Lebih lanjut, Rizal menjelaskan bahwa pengetatan ini juga merupakan bagian dari arahan Presiden Prabowo Subianto. Salah satu mekanismenya adalah pembatasan jumlah pengadaan di setiap outlet maksimal dua ton dalam satu kali transaksi.
“Dua ton tersebut bisa pesan lagi kalau sudah menjelang habis, kalau masih ada separuh atau lain sebagainya tidak boleh pesan lagi, kira-kira tinggal 10 persen atau tinggal 5 persen, baru boleh pesan untuk yang kedua kalinya,” imbuhnya.

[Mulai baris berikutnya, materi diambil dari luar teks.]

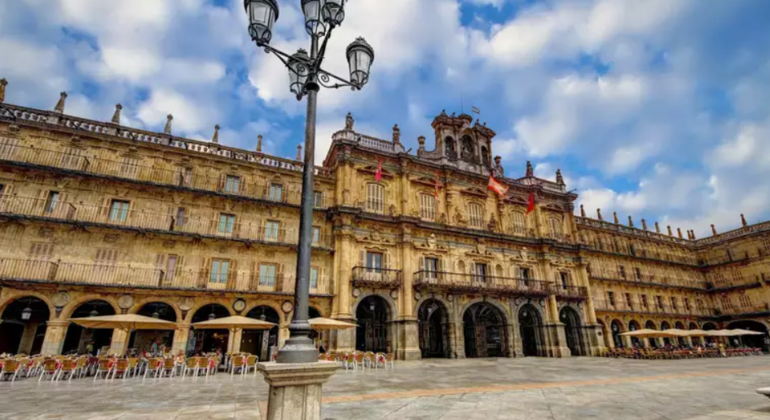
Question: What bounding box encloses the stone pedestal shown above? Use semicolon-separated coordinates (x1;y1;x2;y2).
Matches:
543;323;571;358
395;318;421;360
257;361;339;420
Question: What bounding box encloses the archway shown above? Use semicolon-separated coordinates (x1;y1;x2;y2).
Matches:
63;300;116;355
129;302;177;355
688;322;701;346
519;305;543;356
356;295;390;353
190;304;230;355
660;321;672;346
703;322;717;344
610;319;624;348
465;302;506;358
0;297;50;355
418;299;450;358
242;305;281;360
674;321;687;347
559;306;584;356
727;320;768;351
645;321;659;348
628;320;642;348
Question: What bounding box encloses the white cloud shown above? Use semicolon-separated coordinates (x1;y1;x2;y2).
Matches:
136;90;219;133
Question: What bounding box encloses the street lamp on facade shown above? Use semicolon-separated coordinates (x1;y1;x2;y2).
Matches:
244;0;374;364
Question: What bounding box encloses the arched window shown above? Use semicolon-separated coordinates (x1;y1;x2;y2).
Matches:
444;136;456;159
480;146;490;167
461;135;475;161
366;183;384;213
420;193;436;221
468;203;484;229
511;211;526;236
549;218;562;240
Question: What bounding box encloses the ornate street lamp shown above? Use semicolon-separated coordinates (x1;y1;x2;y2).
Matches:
89;309;99;317
244;0;374;364
21;300;32;321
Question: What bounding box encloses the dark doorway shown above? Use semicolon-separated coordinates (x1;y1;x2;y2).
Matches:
645;321;659;348
727;320;768;351
675;322;687;347
560;307;584;356
519;304;542;356
242;306;280;360
356;296;389;353
63;300;116;355
418;299;450;358
689;322;701;346
0;297;50;355
703;322;717;344
610;320;624;348
464;302;506;358
190;304;230;355
628;321;642;347
129;302;177;354
660;321;672;346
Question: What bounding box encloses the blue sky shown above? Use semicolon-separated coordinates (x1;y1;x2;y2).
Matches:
2;0;770;237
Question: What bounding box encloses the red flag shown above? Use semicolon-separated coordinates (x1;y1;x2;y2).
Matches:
526;192;535;215
375;159;382;182
434;171;441;198
488;175;508;196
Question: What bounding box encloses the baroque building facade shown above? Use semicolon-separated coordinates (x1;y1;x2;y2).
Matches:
1;82;769;360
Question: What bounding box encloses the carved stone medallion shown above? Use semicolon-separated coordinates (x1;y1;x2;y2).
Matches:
117;295;134;309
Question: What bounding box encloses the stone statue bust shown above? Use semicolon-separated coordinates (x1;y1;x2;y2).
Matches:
345;112;354;130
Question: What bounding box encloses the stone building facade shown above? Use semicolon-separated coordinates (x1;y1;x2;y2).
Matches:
1;84;769;360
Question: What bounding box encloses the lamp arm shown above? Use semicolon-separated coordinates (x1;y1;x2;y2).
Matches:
316;67;361;90
262;45;315;79
312;24;336;73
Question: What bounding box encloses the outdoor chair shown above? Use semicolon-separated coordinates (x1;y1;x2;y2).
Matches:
183;357;198;378
353;353;366;370
144;358;162;379
384;353;395;369
230;355;245;376
111;359;131;380
15;357;31;377
244;355;258;376
58;359;78;381
0;360;21;382
39;359;59;382
160;358;176;378
367;353;378;369
196;356;210;377
94;358;114;381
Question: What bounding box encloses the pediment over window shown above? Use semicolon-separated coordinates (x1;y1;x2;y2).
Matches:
358;164;394;179
460;187;488;198
505;195;529;205
411;176;438;187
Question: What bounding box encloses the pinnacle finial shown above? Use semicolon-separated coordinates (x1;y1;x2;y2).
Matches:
677;227;683;238
628;215;634;228
345;112;354;130
392;124;401;144
642;219;648;230
556;169;564;186
711;224;717;236
667;225;673;236
54;92;68;113
741;214;747;227
597;208;603;221
655;222;660;233
613;212;619;224
111;104;122;124
212;125;220;144
0;78;7;103
256;135;263;153
580;204;585;218
526;161;534;177
296;144;302;161
164;114;173;135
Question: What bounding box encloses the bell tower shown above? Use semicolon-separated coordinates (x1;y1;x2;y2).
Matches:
417;110;497;176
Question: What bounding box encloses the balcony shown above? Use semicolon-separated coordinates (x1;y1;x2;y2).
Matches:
554;285;589;300
0;258;332;295
413;271;550;297
589;269;707;291
0;145;334;209
717;303;770;316
592;299;715;317
0;196;333;249
351;267;402;288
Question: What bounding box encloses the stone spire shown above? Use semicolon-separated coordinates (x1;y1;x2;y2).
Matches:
613;212;619;224
163;114;173;135
667;225;673;236
580;205;586;218
345;112;354;130
642;219;647;230
54;92;67;113
392;124;401;144
257;135;263;153
526;161;534;177
597;208;603;221
212;125;220;144
741;214;747;227
556;169;564;186
691;230;697;240
111;104;122;124
655;222;660;233
677;228;683;238
0;78;7;103
296;144;302;161
628;215;634;228
711;224;717;236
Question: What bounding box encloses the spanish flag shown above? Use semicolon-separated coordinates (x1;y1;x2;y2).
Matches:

Dalam kesempatan terpisah, Kepala NFA Arief Prasetyo Adi menekankan bahwa aturan ini bertujuan agar beras SPHP benar-benar tersalurkan kepada masyarakat yang membutuhkan, secara adil dan tepat sasaran.
“Langkah ini diharapkan mampu menekan laju inflasi pangan, melindungi daya beli masyarakat, dan memperkuat ketahanan pangan nasional, khususnya dalam menghadapi tantangan global,” jelas Arief.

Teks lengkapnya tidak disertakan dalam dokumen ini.